I encourage people to do this it is fun, addicting and you'll get to know your car better.


----------



## 06goatm6 (Dec 5, 2008)

*We Need More Registrations!*

Update: As of now we are very short on registrations for the track day at Beaver run raceway. We need to have a certain number in order to afford to rent the track. Everyone out there who wants to have some fun sign up now! Tell your friends, anyone near the Pittsburg PA area who wants to run on a track. If it falls through you get a full refund but lets make this happen guys and girls!! 
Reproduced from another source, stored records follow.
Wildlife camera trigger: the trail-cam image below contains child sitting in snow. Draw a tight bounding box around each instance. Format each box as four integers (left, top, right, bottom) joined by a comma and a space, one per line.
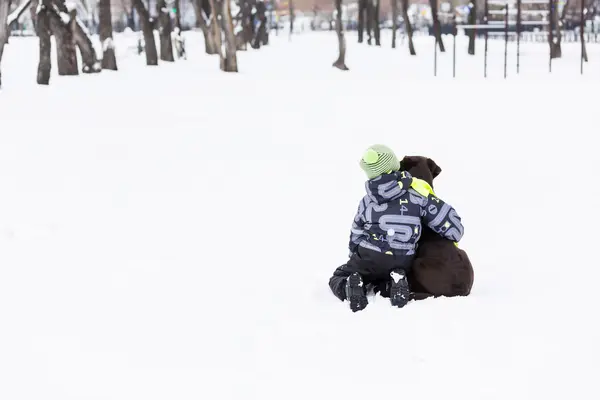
329, 145, 463, 312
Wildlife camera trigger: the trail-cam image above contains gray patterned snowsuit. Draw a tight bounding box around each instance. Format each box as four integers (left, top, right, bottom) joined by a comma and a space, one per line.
329, 171, 464, 300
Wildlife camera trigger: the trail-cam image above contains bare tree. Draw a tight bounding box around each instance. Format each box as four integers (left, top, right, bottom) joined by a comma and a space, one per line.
390, 0, 398, 49
36, 0, 52, 85
156, 0, 175, 62
50, 0, 101, 74
42, 0, 79, 75
365, 0, 373, 46
98, 0, 117, 71
0, 0, 10, 87
548, 0, 566, 58
288, 0, 296, 38
468, 0, 477, 56
221, 0, 238, 72
209, 0, 225, 70
132, 0, 158, 65
402, 0, 417, 56
175, 0, 181, 32
70, 10, 102, 74
429, 0, 446, 53
252, 1, 269, 49
333, 0, 348, 71
192, 0, 218, 54
373, 0, 381, 46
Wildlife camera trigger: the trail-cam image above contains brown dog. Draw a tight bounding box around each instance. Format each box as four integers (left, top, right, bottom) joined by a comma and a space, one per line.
400, 156, 474, 300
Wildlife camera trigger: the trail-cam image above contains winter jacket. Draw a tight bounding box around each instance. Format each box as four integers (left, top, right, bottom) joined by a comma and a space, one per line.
349, 171, 464, 256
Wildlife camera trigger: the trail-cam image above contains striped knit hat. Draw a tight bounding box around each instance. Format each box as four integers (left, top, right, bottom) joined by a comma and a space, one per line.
360, 144, 400, 179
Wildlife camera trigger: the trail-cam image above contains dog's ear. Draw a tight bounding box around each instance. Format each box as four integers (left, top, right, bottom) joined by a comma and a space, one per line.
400, 156, 419, 171
427, 158, 442, 179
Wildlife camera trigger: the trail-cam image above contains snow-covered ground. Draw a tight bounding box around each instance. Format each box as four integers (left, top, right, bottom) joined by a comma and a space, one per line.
0, 33, 600, 400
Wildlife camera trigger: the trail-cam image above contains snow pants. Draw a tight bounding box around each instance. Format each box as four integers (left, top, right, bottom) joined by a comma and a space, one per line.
329, 247, 414, 300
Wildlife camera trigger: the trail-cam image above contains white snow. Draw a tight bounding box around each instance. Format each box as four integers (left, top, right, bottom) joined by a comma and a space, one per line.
0, 32, 600, 400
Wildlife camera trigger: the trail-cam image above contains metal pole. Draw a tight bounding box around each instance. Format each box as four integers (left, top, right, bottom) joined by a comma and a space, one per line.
483, 0, 489, 78
504, 3, 508, 79
517, 0, 521, 74
452, 14, 457, 78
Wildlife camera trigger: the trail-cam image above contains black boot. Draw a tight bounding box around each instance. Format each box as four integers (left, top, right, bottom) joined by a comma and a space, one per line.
346, 272, 369, 312
390, 269, 410, 308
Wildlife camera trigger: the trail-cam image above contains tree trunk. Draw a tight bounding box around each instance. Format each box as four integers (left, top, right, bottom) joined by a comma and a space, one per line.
209, 0, 225, 70
70, 10, 102, 74
468, 1, 477, 56
98, 0, 117, 71
238, 0, 254, 50
390, 0, 398, 49
365, 0, 373, 46
402, 0, 417, 56
333, 0, 348, 71
252, 2, 269, 49
429, 0, 446, 53
288, 0, 295, 37
51, 0, 101, 74
373, 0, 381, 46
43, 4, 79, 75
221, 0, 238, 72
548, 0, 562, 58
156, 0, 175, 62
36, 3, 52, 85
192, 0, 217, 54
358, 0, 368, 43
0, 0, 10, 87
132, 0, 158, 65
175, 0, 181, 32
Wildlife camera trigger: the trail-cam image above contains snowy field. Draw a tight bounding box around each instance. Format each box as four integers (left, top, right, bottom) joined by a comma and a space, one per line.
0, 33, 600, 400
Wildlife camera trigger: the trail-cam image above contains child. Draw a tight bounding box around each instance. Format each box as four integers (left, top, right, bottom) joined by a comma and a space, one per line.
329, 145, 464, 312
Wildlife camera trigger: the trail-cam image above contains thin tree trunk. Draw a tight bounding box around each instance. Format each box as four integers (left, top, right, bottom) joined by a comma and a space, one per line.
548, 0, 562, 58
390, 0, 398, 49
156, 0, 175, 62
0, 0, 10, 87
238, 0, 254, 50
468, 1, 477, 56
0, 0, 10, 87
132, 0, 158, 65
43, 0, 79, 75
373, 0, 381, 46
36, 1, 52, 85
358, 0, 368, 43
98, 0, 117, 71
175, 0, 181, 32
366, 0, 373, 46
288, 0, 295, 37
252, 2, 269, 49
402, 0, 417, 56
192, 0, 217, 54
52, 0, 101, 74
429, 0, 446, 53
221, 0, 238, 72
70, 10, 102, 74
209, 0, 225, 70
333, 0, 348, 71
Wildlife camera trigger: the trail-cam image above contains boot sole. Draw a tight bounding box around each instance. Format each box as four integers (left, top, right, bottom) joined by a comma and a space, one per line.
390, 272, 410, 308
347, 273, 369, 312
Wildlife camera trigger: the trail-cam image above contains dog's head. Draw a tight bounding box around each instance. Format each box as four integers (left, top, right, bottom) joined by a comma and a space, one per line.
400, 156, 442, 187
Registration is 199.00 Check the link in my previous post to find all the answers to your other questions.


----------



## 06goatm6 (Dec 5, 2008)

*Racing at a track is FUN!*

Well this weekend I took the car down to the track. What a great time, I loved opening that thing up down the front and back straights. Really letting the LS2 stretch its legs a little. I will tell you all right now if you plan to do this kind of thing, get some different brake pad compounds at the minimum. If not a big brake kit. After about 5 laps they started to get a little mushy, and by the end of the day I went from about 10/32" of pads on the front to 4/32" . The squealers are touching. The car got up to around 120mph on the front straight and 125mph on the back straight so they took some serious abuse. The only other complaint I have about the car is the mild understeer which may be helped by some better tires. I run General Excalim UHPs stock size. I really wished I had some competition tires with a 0 UTG rating so I could corner a little harder. But none the less I had a great time and really encourage any of you to get out to a local SCCA autocross event or a track rental day. It was a great experience and I had a ton of fun. The track I went to was Beave Run near Pittsburg PA, they ran 3 groups with 20 min of practice time each rotation. I got between 100 and 120 mins of track time. I went 60miles on the track, and burned about a whole tank of gas. Our club only timed laps at the end of the day (after my brakes were on their last legs) but my best lap time was 1:13.62


----------



## MorpheusRS (Mar 5, 2009)

sounds like a blast! i need to put some wirk into the goat and head to the track!


----------



## Racer Sheri (Jun 4, 2009)

*Looking for a Blue Pontiac GTO that raced at Brainerd International on June 1*

:seeya:
If you are a member of this forum, I just wanted to say thanks for the fun on one of the lap sets. I was the Purple Vette that was having fun with you!

PS to all other Pontiac GTO owners head out to the track! It's a great time. There are tracks all over the country. Try Hallett Raceway in OK, Brainerd International in MN, MAM in IA as well as many others. These are just the ones I have been on. GOOD TIMES! 

PUNCH IT!


----------



## MJGTOWISH (Jun 15, 2006)

I could do some in IL,IN, and WI, I need to get a brake kit and some supesion up grades first though.


----------



## POLGTO05 (Jul 30, 2008)

Im planing on it starting next year, around chicago u could join the club its like 55bucks plus u pay for all the races, depends on the track u race on.. range is 150-250 bucks a day.. 

power wise, i dont think the goats needs any change except maybe exhaust better sounds down the track, brakes and suspension thats where i would start..


----------